Araştırma sonuçlarını 2010 tarihli “Türkiye’de Ötekileştirme Süreçleri” araştırmasının verileriyle kıyaslayan Prof.Dr. Yılmaz “Türk dili ve kültürü ile bir bağları olmadığını ve sadece kendi etnik dil ve kültürleri içinde yaşadıklarını ifade edenlerin oranının ise 2010’da sadece yüzde yüzde  6’ya yükseldiğini gözlemliyoruz” dedi. Prof. Dr. Yılmaz etnik kimlik algısındaki değişim konusuyla ilgili, “2010’dan 2014’e en büyük değişiklik, Türklük dışında bir etnik kimliğe daha sahip olduğunu belirten yüzde  30’luk kitlenin Türk kimliğinden uzaklaşması ve kendi etnik kimliğinin ağırlığının artması biçiminde yaşanmıştır" dedi.
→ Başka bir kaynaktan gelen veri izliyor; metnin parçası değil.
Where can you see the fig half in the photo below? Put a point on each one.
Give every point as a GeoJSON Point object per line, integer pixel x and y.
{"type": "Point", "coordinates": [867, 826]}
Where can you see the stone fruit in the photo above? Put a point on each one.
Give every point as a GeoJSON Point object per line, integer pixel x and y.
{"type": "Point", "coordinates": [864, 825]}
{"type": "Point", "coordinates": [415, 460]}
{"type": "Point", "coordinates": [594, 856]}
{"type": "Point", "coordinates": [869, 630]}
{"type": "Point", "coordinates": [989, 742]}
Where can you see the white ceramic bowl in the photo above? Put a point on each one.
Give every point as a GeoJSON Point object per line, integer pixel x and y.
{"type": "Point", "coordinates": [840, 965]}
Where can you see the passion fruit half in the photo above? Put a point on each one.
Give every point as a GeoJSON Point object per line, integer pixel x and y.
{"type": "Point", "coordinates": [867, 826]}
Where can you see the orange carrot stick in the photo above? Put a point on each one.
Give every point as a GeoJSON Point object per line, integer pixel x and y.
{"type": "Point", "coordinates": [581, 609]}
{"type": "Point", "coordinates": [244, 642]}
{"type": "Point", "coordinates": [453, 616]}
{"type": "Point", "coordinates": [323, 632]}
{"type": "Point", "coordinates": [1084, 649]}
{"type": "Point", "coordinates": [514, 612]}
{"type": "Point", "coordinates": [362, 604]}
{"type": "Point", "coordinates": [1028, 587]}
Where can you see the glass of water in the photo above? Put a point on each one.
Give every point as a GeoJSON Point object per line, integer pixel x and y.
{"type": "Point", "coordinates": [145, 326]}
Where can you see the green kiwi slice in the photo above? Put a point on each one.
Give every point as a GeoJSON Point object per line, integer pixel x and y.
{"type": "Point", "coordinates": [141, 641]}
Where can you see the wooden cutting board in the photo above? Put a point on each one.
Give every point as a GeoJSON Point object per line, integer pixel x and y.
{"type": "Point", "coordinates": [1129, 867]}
Türklük dışında bir etnik kimliğe daha sahip olduğunu belirten bu yurttaşların kimlik dengelerinde ‘Türk’ kimliğinin ağırlığı belirgin bir biçimde azalırken, etnik kimliğin ağırlığı ciddi oranda artmıştır diyen Yılmaz, "Kendini bu şekilde tanımlayan grup, 2010’dan 2014’e oransal olarak artmazken, bu kişilerin kimlik tanımlarındaki Türklük/etniklik dengesinde etnikliğin payı önemli ölçüde yükselmiştir" açıklamalarında bulunmuştur.

 

Kürtlerin yüzde 30'u ayrımcı davranışlara maruz kalıyor

 

Araştırmada, görüşülen kişilere hastane, üniversite, devlet kurumu, lüks mağaza, iş başvurusu gibi alanlarda kimlikleri nedeniyle ayrımcılık görüp görmedikleri soruldu ve Kürtlerin yaklaşık yüzde  20-30’luk bir kesiminin hayatın çeşitli alanlarında ayrımcı davranışlara maruz kaldıklarını dile getirdikleri görüldü. Ayrımcılıktan en yüksek şikâyeti olan ikinci grup (yüzde  10-20 oranında ayrımcı muamele gördüğünü ifade eden) “Atatürkçü-laikler” grubu oldu. Grup aidiyetini “dindar-muhafazakâr” ve “Türk” olarak seçenler ise  yüzde  0-10 oranında ayrımcı muamele gördüklerini ifade ederek en az şikâyetçi olan grup oldu.

 

'Kürt sorunu yoktur terör sorunu vardır' 

 

Kürt sorunun nasıl çözüleceğine ilişkin seçeneklerin başında “Kürt sorunu yoktur, Terör sorunu vardır; çözüm de terörle mücadeledir” görüşü destek gördü. Türkiye nüfusunun %30’unun, Kürtlerin de yüzde 20’sinin kendisine yakın gördüğü bu seçeneğin hemen ardından, ülke genelinde  yüzde 23’lük bir kesimin desteklediği “ekonomik kalkınma çözümdür” görüşü geliyor.

 

Bağımsızlık, özerklik, federasyon isteyenlerin oranı yüzde 22

 

Üçüncü sırada ise “bağımsızlık, özerklik, federasyon” talep eden, Türkiye genelinde yüzde 22’lik oldukça yaygın bir grup görüldü. Kürtler arasında ayrışmacı-ayrılıkçı pozisyonu destekleyenlerin oranı da yaklaşık yüzde  30 olarak belirlendi. En az destek bulan çözüm yolu ise, yüzde  13’lük oranla “kültürel hakların yasalarca tanınması” oldu.